L’objectif est que cette rencontre des capacités produise quelque chose de beaucoup plus puissant : de la valeur créée en Guinée, par et pour une économie guinéenne plus productive, plus diversifiée et plus compétitive.

SIMANDOU 2040 : bien plus qu’un projet minier

À Montréal, un message a été particulièrement clair : SIMANDOU 2040 ne se résume pas au projet Simandou. Le projet minier constitue une opportunité historique. Mais la véritable ambition nationale est plus vaste : utiliser cette fenêtre historique pour construire les fondations d’une économie nouvelle.

Le Programme SIMANDOU 2040 constitue le cadre de référence du développement socio-économique de la Guinée pour les quinze prochaines années, “ qui vise à faire de nos ressources naturelles le point de départ, et non le point d’arrivée, de notre essor économique et social. Nous voulons transformer nos ressources en infrastructures, nos infrastructures en productivité, notre productivité en industries, nos industries en emplois,  et nos emplois en prospérité pour notre population. ” a souligné Monsieur Ismaël NABE.

Il s’agit de transformer les infrastructures en corridors économiques, l’énergie en capacité industrielle, l’agriculture en chaînes de valeur, les talents en capital humain et les investissements en emplois.

Le Canada, un partenaire de la nouvelle transformation

Le choix de Montréal n’est donc pas anodin. Le Canada possède une expérience considérable dans les secteurs qui seront déterminants pour la prochaine phase de transformation de la Guinée : Mines responsables, Ingénierie, Infrastructures, Technologies propres, Finance, Santé Éducation, Développement des compétences, Agriculture,  Gouvernance et Développement durable.

Mais au-delà des secteurs, c’est une nouvelle philosophie de partenariat qui est recherchée. La Guinée ne cherche pas simplement des investisseurs. Elle recherche des partenaires de transformation. Des partenaires prêts à co-construire avec elle des entreprises, des infrastructures, des chaînes de valeur, des compétences et des technologies capables de produire des effets durables.

Cette dynamique traduit également une évolution profonde de la coopération internationale guinéenne. Cette coopération n’est plus seulement une affaire de rencontres et de signatures.

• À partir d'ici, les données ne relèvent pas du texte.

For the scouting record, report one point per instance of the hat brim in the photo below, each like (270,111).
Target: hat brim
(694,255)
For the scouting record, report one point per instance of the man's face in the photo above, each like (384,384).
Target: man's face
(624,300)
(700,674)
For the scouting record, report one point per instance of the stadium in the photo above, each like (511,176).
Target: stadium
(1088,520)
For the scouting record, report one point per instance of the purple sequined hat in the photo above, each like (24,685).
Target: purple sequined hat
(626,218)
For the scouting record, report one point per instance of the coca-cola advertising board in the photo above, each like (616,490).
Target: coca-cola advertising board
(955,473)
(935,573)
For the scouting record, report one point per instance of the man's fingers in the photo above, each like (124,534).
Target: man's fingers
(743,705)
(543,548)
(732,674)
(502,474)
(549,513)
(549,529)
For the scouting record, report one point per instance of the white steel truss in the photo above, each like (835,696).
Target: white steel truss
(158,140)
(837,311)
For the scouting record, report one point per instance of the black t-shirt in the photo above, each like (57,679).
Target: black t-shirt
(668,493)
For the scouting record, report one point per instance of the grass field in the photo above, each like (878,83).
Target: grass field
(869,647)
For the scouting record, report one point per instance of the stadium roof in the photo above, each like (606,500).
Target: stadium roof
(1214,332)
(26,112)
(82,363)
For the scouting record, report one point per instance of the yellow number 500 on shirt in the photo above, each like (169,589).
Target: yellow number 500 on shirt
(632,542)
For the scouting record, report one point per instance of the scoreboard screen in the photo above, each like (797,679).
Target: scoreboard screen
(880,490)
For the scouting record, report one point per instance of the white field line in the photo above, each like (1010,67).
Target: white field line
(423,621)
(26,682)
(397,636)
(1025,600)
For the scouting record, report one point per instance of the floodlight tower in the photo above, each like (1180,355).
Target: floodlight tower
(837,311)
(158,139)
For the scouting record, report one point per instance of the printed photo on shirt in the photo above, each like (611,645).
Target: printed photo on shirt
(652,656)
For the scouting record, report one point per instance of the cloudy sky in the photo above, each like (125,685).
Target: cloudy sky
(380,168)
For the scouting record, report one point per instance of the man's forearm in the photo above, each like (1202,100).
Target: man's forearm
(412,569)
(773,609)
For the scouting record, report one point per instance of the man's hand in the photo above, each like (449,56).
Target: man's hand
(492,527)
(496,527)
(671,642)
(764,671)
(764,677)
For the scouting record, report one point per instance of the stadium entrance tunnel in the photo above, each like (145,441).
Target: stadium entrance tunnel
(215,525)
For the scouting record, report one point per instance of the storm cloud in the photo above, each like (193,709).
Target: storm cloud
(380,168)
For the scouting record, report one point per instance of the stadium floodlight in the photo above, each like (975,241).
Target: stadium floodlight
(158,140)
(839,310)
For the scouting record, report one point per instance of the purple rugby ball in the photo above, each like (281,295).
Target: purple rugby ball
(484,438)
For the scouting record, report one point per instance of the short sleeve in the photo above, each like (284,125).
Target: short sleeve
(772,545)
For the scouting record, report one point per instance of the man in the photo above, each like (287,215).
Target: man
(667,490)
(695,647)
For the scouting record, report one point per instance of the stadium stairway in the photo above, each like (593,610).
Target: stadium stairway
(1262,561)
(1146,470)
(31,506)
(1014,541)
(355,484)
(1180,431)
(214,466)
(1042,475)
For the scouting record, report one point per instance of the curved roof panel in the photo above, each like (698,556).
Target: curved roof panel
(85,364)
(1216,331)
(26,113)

Elle devient un instrument de planification et de transformation. Elle doit rapprocher les besoins du pays des capacités de ses partenaires ; identifier les technologies pertinentes ; attirer les capitaux ; faciliter l’accès aux marchés ; renforcer les compétences nationales ; et surtout assurer la cohérence entre les partenariats internationaux et les priorités nationales.

La coopération n’a de véritable sens que lorsqu’elle renforce les capacités d’un pays à décider, produire et prospérer par lui-même.a réitéré le Ministre Ismaël NABE

C’est dans cette logique que la Guinée entend approfondir ses relations avec le Canada, mais également avec l’ensemble de ses partenaires internationaux.

Il ne s’agit pas de choisir entre ouverture au monde et souveraineté. La nouvelle souveraineté de notre pays se construit précisément par la capacité à transformer l’ouverture au monde en capacités nationales.

De Montréal à Conakry : Un nouveau contrat avec l’avenir

À Montréal, la Guinée a donc envoyé un signal qui dépasse largement le cadre d’un forum économique. Elle a affirmé qu’elle était prête à entrer dans une nouvelle génération de partenariats. Des partenariats plus équilibrés, plus productifs, plus technologiques, plus créateurs d’emplois, plus orientés vers la transformation locale,  et surtout, des partenariats inscrits dans une vision nationale de long terme.

SIMANDOU 2040 est la boussole. Le partenariat international est un levier. L’investissement est un accélérateur. La destination est la transformation de la Guinée.

De Montréal à Conakry, le message est désormais clair : transformer l’ambition en investissements, les investissements en emplois, les emplois en prospérité et la prospérité en avenir pour chaque Guinéenne et chaque Guinéen.

La Guinée ne veut plus seulement être regardée comme une terre de potentiel. Elle veut être surtout reconnue comme une terre de transformation.

Cette transformation ne se fera pas demain. Elle commence maintenant.